„Wir holen die CO2-Potentiale aus den Kältemitteln“

Energiemanagement im Einzelhandel

Der deutsche Einzelhandel durchlebt schwierige Zeiten. Denn im Gegensatz zum Onlinewettbewerb mit „Wohnzimmerfeeling“ stellt die Branche das Einkaufserlebnis des Kunden in den Mittelpunkt. Die dafür benötigten Verkaufsflächen werden dank großer Investitionen immer energieeffizienter betrieben – dennoch steigen dafür die Kosten. Aber wie ist das möglich?

Benjamin Chini hatte keine guten Nachrichten für die 214 Teilnehmer des EHI-Energiemanagement-Kongresses Mitte November 2016 in Köln. Der Projektleiter „Energiemanagement“ präsentierte die jährlich erhobenen Studienergebnisse über Energieoptimierungsmaßnahmen im Einzelhandel (siehe Infokasten zur EHI-Studie). Zwar greifen die Investitionen der letzten Jahre sowohl im Food-, als auch im Nonfood-Bereich. Die positiven Auswirkungen sind weiter sinkende Energieverbräuche für Wärme, Kälte und Strom, ermittelt in kWh pro m² Verkaufsfläche und Jahr.
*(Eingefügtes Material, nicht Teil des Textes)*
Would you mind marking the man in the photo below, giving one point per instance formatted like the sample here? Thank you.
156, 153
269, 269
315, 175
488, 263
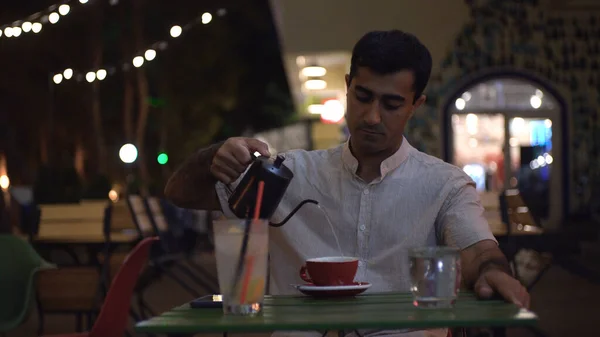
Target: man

Leider aber stagnieren die damit verbundenen Betriebsausgaben. Und was noch schlimmer ist: Für die kommenden beiden Jahre rechnen die befragten Händler mit einem Anstieg dieser Kosten. Dafür sorgen die zukünftig anwachsenden staatlichen Abgaben (Stromsteuer, EEG-Umlage) und vor allem immer höhere Netznutzungsentgelte für Maßnahmen der Energiewende in Deutschland. Die Potenziale, um diesen Negativtrend durch Energieeinsparungen zu kompensieren, sinken hingegen so langsam.
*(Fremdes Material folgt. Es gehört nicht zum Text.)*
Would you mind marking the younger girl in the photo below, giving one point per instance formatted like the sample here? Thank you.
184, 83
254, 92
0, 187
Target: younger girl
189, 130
Betrachtet man nun die Rolle des Handels im Energiesystem der Zukunft, dann war aus Sicht des Kälteanlagenbaus wohl das eher beiläufig gefallene Titelzitat die prägnanteste Aussage des gesamten Kongresses. „Die großen CO2-Einsparpotentiale werden wir nicht aus Einsparungen, sondern aus den Kältemitteln holen!“

Damit brachte Jan-Oliver Heidrich, Geschäftsführer Energie-Handels-Gesellschaft mbH & Co.KG, während einer Podiumsdiskussion auf den Punkt, was bei Neuanlagen längst zu einem Umdenken der Systemtechnik geführt hat. Es ist aber vor allem der große Anlagenbestand und dessen Umstellung auf Kältemittel mit einem möglichst niedrigen Treibhauspotential, idealerweise auf natürliche Lösungen, um die geforderten Klimaziele zu erreichen.
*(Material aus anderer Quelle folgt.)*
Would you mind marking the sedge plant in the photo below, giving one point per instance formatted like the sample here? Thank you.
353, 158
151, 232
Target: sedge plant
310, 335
Ein Beispiel dafür lieferte Aldi-Süd. Dort werden alle Filialen bis 2020 auf CO2 und Propan umgestellt sein. (siehe Infokasten zum EMA Award). Mit ähnlichen Gedankenspielen befasste sich auch Thilo Wierzock von der Edeka Nord. Der große Unterschied: Die Edeka Nord ist ein genossenschaftlicher Verbund von rund 4000 Einzelhändlern. Darum ist Marktbetreiber in vielen Fällen nicht gleich Markteigentümer. Wer investiert dann also in einen Marktumbau? Er zeigte aber Bestandsmärkte, die durch intelligente Sanierungsmaßnahmen der Kälte-, Klima- und Gebäudetechnik und durch ein professionelles Energiemanagement sowie Monitoring heute als Leuchtturmobjekte gelten. Was nachhaltige Kältetechnik anbelangt, war der Hinweis eines Kongressteilnehmers ein überzeugendes Argument – egal ob Marktbetreiber oder -eigentümer –, dass alle Pflichten, die aus der F-Gase-Verordnung resultieren, keine Gültigkeit für Anlagen mit natürlichen Kältemitteln hätten. Ein Argument, dass großes Gewicht bei jeder Investitionsentscheidung in Kältetechnik haben sollte.

Das EHI Retail Institute

Das EHI Retail Institute ist ein Forschungs- und Beratungsinstitut für den Handel und seine Partner. Sein internationales Netzwerk umfasst rund 750 Mitgliedsunternehmen aus Handel, Konsum- und Investitionsgüterindustrie sowie Dienstleister. Das EHI erhebt wichtige Kennzahlen für den stationären und den Onlinehandel, ermittelt Trends und erarbeitet Lösungen. Im Arbeitskreis „Kältetechnik“ sind Kälteanlagenbauer, Kühlmöbelhersteller, Kältefachplaner, Kälteanlagenbetreiber, sowie Komponentenhersteller vertreten. Der Arbeitskreis „Energiemanagement“ setzt sich zusammen aus Energieverantwortlichen des Food- und Nonfood-Handels (Energiemanager, Architekten, Bauleiter, TGA-Verantwortliche, Facility-Manager, Energiecontrollingverantwortliche, Verantwortliche für Immobilien und Mietwesen, etc.) sowie Hersteller und Dienstleister aus allen für das Energiemanagement im Handel relevanten Gewerke. Mitglied eines Arbeitskreises kann grundsätzlich jedes EHI-Mitglied werden, das den Themen nahe steht.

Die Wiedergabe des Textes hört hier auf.